HS2: What Happens to All Our Petitions Now?

On 23rd May, three weeks of frantic work by anti-HS2 campaigners from all over the country produced a highly satisfactory return of nearly 2,000 petitions – each of them photocopied three times, signed and stapled in the right places, and accompanied by a £20 fee.


The petitioners included County Councils and cricket clubs, residents associations and small businesses, adults and schoolchildren – all of them outlining their suggestions of how the plans for the first phase of the high-speed train could be changed for the better; how HS2’s impact on the people and places who might have to live with it could be lessened.


Other notable petitioners included the Archbishop of Canterbury, Nick Hurd - a junior government minister and MP for Ruislip, Northwood and Pinner - and the managers of the Channel tunnel rail link (HS1), who would face eviction from their headquarters in London if HS2 Ltd’s existing plans go through. HS1 versus HS2 is a bruising contest for which we should all demand ringside seats.

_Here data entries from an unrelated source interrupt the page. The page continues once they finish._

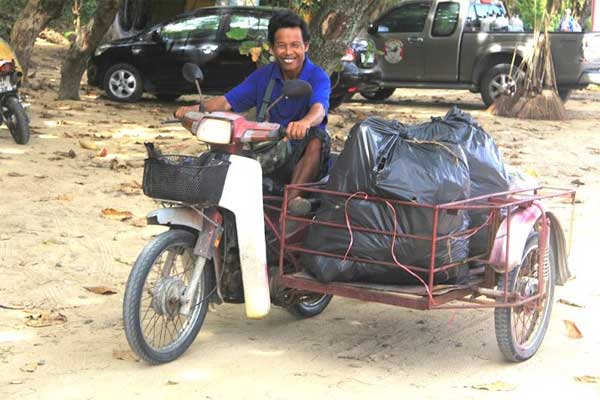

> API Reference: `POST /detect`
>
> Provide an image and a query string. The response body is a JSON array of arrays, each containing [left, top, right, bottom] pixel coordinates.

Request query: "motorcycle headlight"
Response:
[[194, 118, 232, 144], [94, 44, 110, 57]]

It’s a pleasure to report that residents, businesses and community groups in and around Denham and Harefield submitted a raft of petitions containing devastating criticisms of HS2’s plans for the Colne Valley, which faces the prospect of being permanently degraded by a dismal collection of construction camps, storage areas, electricity sub-stations, spoil deposits and all the rest of the gubbins needed to build a new railway line. Unsurprisingly, almost every local petitioner advocated a tunnel under the Colne valley rather than a viaduct across it.


So, what do the 1,925 petitioners get in return for the £38,500 they’ve paid the government for the ‘privilege’ of submitting their objections?

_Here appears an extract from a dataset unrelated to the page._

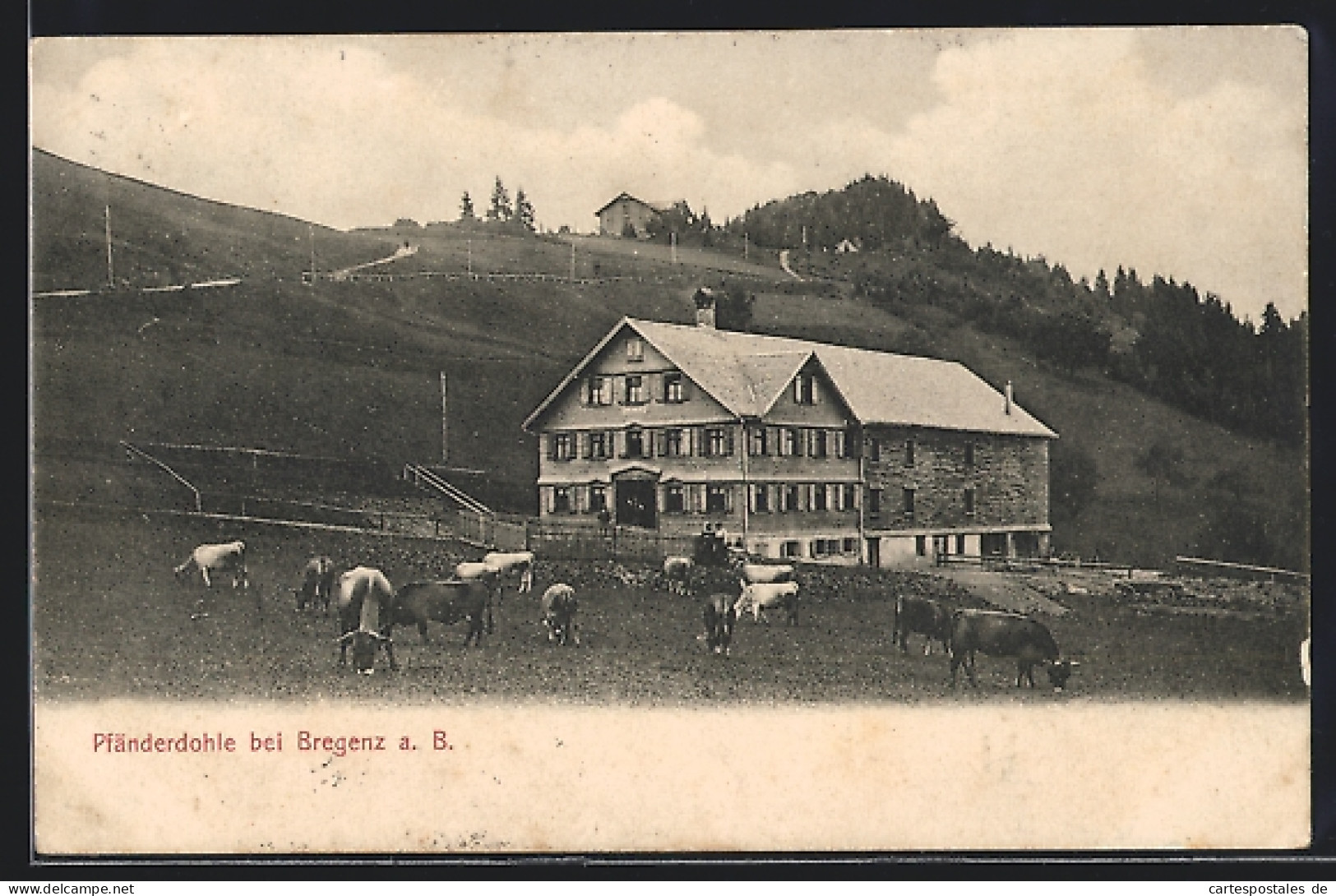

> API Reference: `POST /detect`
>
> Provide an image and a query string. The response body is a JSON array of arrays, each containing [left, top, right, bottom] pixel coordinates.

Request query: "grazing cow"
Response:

All those petitioners who persuade the specially-formed Select Committee of MPs that they’re likely to be directly affected by HS2 will have the right to appear before the committee, or appoint an agent in their place. Early indications are that the committee, which will start work in Birmingham, will focus on our area in mid-2015, around the time of the General Election next May.

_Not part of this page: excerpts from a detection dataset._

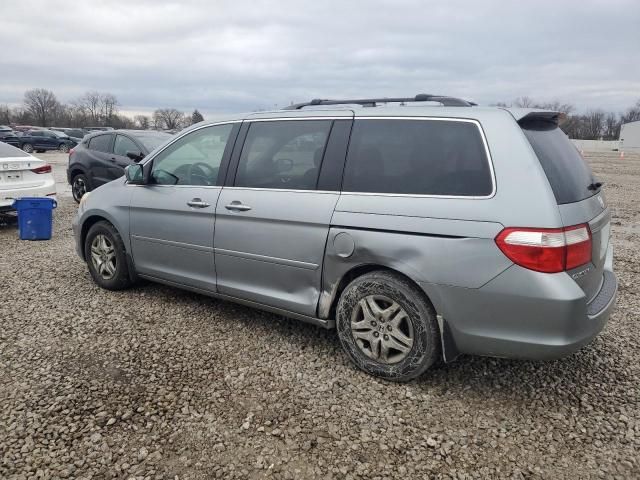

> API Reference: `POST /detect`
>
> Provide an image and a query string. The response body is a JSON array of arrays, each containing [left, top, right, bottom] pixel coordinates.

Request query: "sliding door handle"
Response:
[[224, 200, 251, 212], [187, 198, 209, 208]]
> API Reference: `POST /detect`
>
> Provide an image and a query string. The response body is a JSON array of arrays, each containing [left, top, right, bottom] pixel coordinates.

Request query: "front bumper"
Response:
[[423, 247, 618, 361]]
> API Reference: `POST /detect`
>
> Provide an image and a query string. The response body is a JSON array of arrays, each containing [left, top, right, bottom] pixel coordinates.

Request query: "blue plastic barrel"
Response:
[[13, 197, 58, 240]]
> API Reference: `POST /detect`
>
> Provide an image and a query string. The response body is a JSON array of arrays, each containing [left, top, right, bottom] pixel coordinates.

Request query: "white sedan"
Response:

During the election period all unfinished government business is suspended, and if there’s a change of government some of it is abandoned. However, the HS2 ‘Hybrid’ Bill is protected from the political ebb and flow, and the Select Committee (consisting of three Conservative MPs, two Labour and one LibDem) will resume their duties in June 2015, assuming that none of them has been kicked out by the voters in May!


Petitioners who are given the right to appear before the Select Committee at Portcullis House, across the road from Big Ben, will be given four weeks’ notice before being called, with councils in each area going first, followed by community groups, businesses and individuals. Hearings will take place on Tuesdays, Wednesdays and Thursdays.

On some of their days off, the Select Committee will carry out site visits (which petitioners can attend) starting in Birmingham and Lichfield on 15th July. The Colne Valley is bound to be visited more than once, and in the months ahead we’ll try to keep you posted about when and where these visits take place.


In the meantime, HS2 will be progressing with their own plans and making amendments where they feel there’s room for improvement. Anyone directly affected by these design changes will have the chance to submit a further petition, which could substantially increase the length of the petitioning period.


How long the whole process will take is anyone’s guess, but based on the two similar Hybrid Bills – for the Channel tunnel link and Crossrail – we’re estimating between 18 months and two years. There’s still a long way to go before anyone even thinks of putting a shovel into our precious countryside to build a railway that less than a third of the electorate actually want, and even fewer will ever use.


If you feel strongly about HS2 and its possible effects on the Colne Valley, please write to our MP, Dominic Grieve, either online at www.dominicgrieve.org.uk, or by letter to his office at the House of Commons, London SW1A 0AA. You can also ask for an appointment at one of his Friday surgeries at his constituency office in Beaconsfield. In a recent reply to a constituent, Mr Grieve said that the correspondence he’d received about HS2 was lower than he had anticipated, which suggested that it was not an especially burning issue for the people of Denham and the surrounding area.  It is crucial that we demonstrate to him that the very opposite is true.